Curriculum Vitae

Bio

Highly skilled and dedicated Lead Data Engineer with a special focus on Python, machine learning, and data engineering. Possessing over five years of extensive experience in designing efficient data pipelines, implementing data flows and transformations, productionizing machine learning models, and performing data wrangling tasks utilizing Python. Takes advantage of key technologies such as Docker, Kubernetes, Airflow, and Kafka, with proficiency in multiple databases. Demonstrates a solid track of record in automating data processing tasks, ensuring the integrity of data pipelines, and leading the development of machine learning frameworks. Known for delivering timely results through effective project management and problem-solving skills. An effective communicator, fluent in both English and Spanish. Adept at leading projects to successful completion and passionate about leveraging skills in Python to contribute to the growth and success of data-driven projects.

Experience

Lead Data Engineer

Oct 2022 - Present | Enterprise Products Partners | Houston, TX

  • Lead role in developing quant machine learning framework used by the data scientists to explore, train, and deploy their trading models.
  • Design proper data pipelines and leverage correct data standards and technologies that reduce complexity, minimize failure points, and ensure scalability.
  • Maintained and monitored data quality and integrity of the data pipelines.
  • Automated data processing tasks to increase efficiency and accuracy of data.

Data Engineer

Feb 2019 – Oct 2022 | Enterprise Products Partners (Contract) | Houston, TX

  • Develop and maintain applications to average and interpolate real-time temperature data from sensors in the braised aluminums heat exchangers. This data is then fed into multiple ETL pipelines used for data modeling, ad-hoc analysis, data historians, and business intelligence dashboards.
  • Work with the Data Science team to productionize data wrangling code in Python and operationalize Keras multilayer perceptron neural networks.
  • Implement data flows and data transformations connecting OSI Pi, MapR, InfluxDB, and PowerBI using Python, Scala, Spark, Drill, StreamSets, Kafka, and SQL.
  • Schedule all ETL jobs and near-time applications using a containerized Airflow solution. Define directed acyclical graphs (DAGs) for most of our workflows.
  • Develop data-intensive applications with API’s and streaming data pipelines.
  • Assist data analysts and data scientists with query optimization, performance tuning, and data processing.
  • Document and maintain source-to-target mappings and data lineage.

Software Data Engineer

Apr 2017 – Jan 2019 | Sanchez Oil and Gas | Houston, TX

  • Set up Airflow using PostgreSQL and Celery as our workflow scheduler.

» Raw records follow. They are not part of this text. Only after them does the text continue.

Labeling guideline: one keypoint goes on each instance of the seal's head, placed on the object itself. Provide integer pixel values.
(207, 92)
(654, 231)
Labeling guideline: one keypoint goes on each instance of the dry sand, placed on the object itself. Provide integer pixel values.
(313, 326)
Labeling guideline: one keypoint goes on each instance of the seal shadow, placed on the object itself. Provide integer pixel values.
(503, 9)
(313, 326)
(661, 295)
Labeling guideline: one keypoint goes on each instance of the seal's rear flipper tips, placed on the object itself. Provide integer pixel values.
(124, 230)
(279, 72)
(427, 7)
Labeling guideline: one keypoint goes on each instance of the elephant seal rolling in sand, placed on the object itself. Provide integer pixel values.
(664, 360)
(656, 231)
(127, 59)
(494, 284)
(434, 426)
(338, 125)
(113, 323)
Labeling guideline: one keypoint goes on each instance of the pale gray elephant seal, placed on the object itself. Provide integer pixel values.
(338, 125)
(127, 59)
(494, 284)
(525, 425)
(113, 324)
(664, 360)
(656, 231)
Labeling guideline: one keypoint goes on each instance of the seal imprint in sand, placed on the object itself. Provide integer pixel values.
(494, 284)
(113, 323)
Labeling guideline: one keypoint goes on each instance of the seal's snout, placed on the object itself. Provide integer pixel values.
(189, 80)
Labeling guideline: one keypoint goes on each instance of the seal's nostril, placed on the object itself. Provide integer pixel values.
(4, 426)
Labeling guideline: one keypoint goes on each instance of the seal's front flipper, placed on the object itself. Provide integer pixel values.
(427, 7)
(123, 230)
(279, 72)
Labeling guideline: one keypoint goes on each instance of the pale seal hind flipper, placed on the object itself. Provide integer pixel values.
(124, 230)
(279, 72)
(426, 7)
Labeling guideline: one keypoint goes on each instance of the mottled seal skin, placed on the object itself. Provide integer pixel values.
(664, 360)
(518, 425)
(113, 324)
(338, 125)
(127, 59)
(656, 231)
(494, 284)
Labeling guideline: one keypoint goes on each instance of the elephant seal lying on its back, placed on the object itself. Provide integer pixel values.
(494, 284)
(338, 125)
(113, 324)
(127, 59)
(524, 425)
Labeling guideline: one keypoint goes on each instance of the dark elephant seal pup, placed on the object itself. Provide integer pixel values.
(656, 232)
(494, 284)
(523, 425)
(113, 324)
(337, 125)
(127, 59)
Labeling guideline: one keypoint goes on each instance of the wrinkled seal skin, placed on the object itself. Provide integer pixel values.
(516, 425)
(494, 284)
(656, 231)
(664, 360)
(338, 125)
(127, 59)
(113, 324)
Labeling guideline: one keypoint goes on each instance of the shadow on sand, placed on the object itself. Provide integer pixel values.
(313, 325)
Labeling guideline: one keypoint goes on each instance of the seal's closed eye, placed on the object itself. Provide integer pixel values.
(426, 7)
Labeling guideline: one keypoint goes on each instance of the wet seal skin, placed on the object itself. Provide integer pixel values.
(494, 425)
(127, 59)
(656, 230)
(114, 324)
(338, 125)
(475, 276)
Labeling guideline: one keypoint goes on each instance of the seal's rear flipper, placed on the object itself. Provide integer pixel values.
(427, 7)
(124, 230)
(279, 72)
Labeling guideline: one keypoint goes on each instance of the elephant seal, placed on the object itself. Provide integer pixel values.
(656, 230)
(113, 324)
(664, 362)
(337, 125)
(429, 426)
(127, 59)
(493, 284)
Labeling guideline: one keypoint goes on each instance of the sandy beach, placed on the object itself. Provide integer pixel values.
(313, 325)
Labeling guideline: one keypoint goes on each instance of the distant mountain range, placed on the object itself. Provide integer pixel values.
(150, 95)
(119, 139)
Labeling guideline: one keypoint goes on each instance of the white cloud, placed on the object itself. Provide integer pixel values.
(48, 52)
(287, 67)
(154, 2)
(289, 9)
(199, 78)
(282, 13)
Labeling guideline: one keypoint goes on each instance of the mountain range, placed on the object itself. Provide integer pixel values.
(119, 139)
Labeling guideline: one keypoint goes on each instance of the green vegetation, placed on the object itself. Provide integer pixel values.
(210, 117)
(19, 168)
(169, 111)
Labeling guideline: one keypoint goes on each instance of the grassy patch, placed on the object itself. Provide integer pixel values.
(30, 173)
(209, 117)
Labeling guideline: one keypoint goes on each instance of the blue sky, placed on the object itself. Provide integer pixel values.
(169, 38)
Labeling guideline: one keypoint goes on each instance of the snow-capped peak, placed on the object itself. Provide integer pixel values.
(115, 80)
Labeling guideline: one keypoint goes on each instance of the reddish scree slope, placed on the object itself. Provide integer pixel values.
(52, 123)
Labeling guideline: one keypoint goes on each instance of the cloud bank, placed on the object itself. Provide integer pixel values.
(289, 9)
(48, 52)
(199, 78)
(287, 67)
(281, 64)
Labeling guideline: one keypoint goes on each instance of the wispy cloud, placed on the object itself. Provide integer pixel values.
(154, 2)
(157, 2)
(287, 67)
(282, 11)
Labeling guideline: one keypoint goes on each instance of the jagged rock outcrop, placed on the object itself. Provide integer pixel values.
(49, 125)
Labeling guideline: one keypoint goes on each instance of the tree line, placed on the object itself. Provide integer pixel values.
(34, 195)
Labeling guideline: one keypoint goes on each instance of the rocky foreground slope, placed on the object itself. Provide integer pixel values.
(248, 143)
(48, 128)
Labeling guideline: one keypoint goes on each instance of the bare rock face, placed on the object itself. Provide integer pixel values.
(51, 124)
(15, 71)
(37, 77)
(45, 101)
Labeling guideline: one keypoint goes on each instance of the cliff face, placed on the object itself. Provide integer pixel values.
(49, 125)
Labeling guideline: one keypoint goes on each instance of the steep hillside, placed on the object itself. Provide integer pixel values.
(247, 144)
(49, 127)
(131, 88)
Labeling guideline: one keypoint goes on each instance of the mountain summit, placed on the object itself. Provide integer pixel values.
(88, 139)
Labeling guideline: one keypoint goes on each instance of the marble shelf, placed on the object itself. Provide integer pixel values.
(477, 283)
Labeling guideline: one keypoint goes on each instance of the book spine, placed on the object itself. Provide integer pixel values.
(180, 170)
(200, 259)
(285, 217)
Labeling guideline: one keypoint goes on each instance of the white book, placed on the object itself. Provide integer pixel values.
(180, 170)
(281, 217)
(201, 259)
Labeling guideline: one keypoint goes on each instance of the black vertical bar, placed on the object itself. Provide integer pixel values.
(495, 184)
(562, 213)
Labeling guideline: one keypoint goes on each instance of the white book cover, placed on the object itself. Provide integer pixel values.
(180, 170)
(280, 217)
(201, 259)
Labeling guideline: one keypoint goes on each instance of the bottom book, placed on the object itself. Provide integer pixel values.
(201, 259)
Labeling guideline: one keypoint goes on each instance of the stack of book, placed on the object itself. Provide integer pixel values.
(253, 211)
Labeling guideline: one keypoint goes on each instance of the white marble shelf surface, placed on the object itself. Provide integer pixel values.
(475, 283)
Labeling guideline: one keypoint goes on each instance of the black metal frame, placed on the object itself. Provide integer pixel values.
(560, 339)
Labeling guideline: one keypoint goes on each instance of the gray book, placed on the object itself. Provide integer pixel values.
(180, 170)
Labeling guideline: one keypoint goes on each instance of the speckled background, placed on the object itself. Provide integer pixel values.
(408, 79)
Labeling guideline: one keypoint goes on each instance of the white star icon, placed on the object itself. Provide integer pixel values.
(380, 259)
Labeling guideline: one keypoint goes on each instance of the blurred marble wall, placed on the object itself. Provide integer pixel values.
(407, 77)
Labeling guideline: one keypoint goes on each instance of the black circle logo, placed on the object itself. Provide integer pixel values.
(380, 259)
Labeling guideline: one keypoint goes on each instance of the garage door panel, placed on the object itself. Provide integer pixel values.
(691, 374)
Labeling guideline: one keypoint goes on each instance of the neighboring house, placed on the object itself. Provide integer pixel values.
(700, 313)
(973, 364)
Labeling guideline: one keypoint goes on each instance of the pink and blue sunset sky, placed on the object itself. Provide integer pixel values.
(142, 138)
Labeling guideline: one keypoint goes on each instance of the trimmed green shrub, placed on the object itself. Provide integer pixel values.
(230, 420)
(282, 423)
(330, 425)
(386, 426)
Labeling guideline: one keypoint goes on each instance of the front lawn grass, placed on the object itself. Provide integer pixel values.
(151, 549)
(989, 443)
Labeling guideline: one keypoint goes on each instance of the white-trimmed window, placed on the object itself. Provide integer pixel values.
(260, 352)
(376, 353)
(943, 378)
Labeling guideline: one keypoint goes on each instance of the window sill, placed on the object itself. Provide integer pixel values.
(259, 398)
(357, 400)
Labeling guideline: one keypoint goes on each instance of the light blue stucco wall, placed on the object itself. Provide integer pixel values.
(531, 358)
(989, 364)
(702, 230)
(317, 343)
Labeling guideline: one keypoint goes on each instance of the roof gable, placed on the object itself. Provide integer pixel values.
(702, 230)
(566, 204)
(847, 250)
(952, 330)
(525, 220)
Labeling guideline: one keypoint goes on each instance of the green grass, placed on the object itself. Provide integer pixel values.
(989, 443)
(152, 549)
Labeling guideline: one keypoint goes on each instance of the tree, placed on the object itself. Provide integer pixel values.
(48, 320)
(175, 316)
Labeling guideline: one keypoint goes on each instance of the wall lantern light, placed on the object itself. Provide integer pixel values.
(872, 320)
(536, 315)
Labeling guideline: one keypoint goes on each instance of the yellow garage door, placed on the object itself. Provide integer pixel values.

Defined directed acyclical graphs (DAGs) for many of our workflows.
  • Built automation tool to ingest flowback emails in spreadsheet format which were downloaded, parsed, and written to their corresponding SQL tables.
  • Created and dockerized a software solution to ingest data from SCADA systems. This data was sent to a distributed JSON database (MapR-DB) and produced to a real-time topic that was consumed by other applications for real-time analysis.
  • Developed a real-time operation alert system by consuming data from multiple topics and writing to tables in a time-series database (InfluxDB). This data was read by microservices that would generate alerts if predefined conditions were met.
  • Built batch ETL services that extracted public well data and Sanchez field data, transforming and storing the data for easy access by the Data Science and Operation teams within the company.
  • Scripted solution to extract data out of PDFs using OCR libraries in Python.

Teaching Assistant

Jan 2016 – Jan 2017 | Computer Science Department | Houston, TX

  • Taught Introduction to Computer Science and Computer Science and Programming.
  • Used problem solving and critical thinking skills to create assignments, grade homework and exams.
  • Strengthened communication and listening skills through teaching 25 students in weekly labs and holding office hours to assist students.

Software Engineer Intern

May 2016 – Aug 2016 | NetIQ | Houston, TX

  • Generated reports with JasperSoft for the Access Review Database using scrum methodology.
  • Collaborated with Software, Data, and DevOps Engineers on developing automated tools that reduced the time spent updating reports manually.

Research Assistant

Jun 2016 – Sep 2016 | Computer Science Department | Houston, TX

  • Researched classification of mixed-language usage by Hispanic populations in social media.
  • Collected large amount of mixed-language data from various online sources using APIs and web-crawlers.
  • Analyzed, tokenized, and classified large amounts of collected data.

COO and Co-Founder

Jan 2001 – Aug 2011 | Jugueteria Corotos C.A. | El Tigre, Venezuela

  • Founded and ran retail toystore with 10 employees and $1M in annual revenue.
  • Managed all aspects of the business including accounting, inventory, and sales.

Education

Computer Science, BS - University of Houston

May 2015 – May 2017

  • Graduated with summa cum laude (3.95/4 GPA)

Certifications

Classes, Trainings, and MOOCs

  • DSE200x: Python for Data Science (edX | Aug 2018)
  • Google Cloud Platform Big Data and Machine Learning Fundamentals (Coursera | Mar 2019)
  • Leveraging Unstructured Data with Cloud Dataproc on Google Cloud Platform (Coursera | Apr 2019)
  • Introduction to Cloud Computing (A Cloud Guru | May 2019)
  • Introduction to Google Cloud Platform (A Cloud Guru | Jun 2020)
  • Google Cloud Professional Data Engineer (Udemy | Jan 2022)
  • Modernizing Data Lakes and Data Warehouses with GCP (Pluralsight | Mar 2022)
  • Google Cloud Platform Big Data and Machine Learning Fundamentals (PluralSight | Mar 2022)
  • Building Batch Data Pipelines on GCP (Pluralsight | Mar 2022)

Awards

  • University of Houston Computer Science Department Valedictorian (May 2017)
  • University of Houston Dean’s List (4) (Fall 2015 – Spring 2017)

Skills

Programming Languages: Python, Spark

Operating Systems: Linux (CentOS, Ubuntu, Raspbian), Unix (MacOS), Windows

ETL Experience: Kafka, Airflow, Docker, Kubernetes, Apache Drill, GitLab CI/CD, Apache Sqoop, Streamsets

Databases: InfluxDB, PostgreSQL, MongoDB, MapR-DB (similar to Hbase), Microsoft SQL Server, Sqlite3

Languages: Bilingual in English and Spanish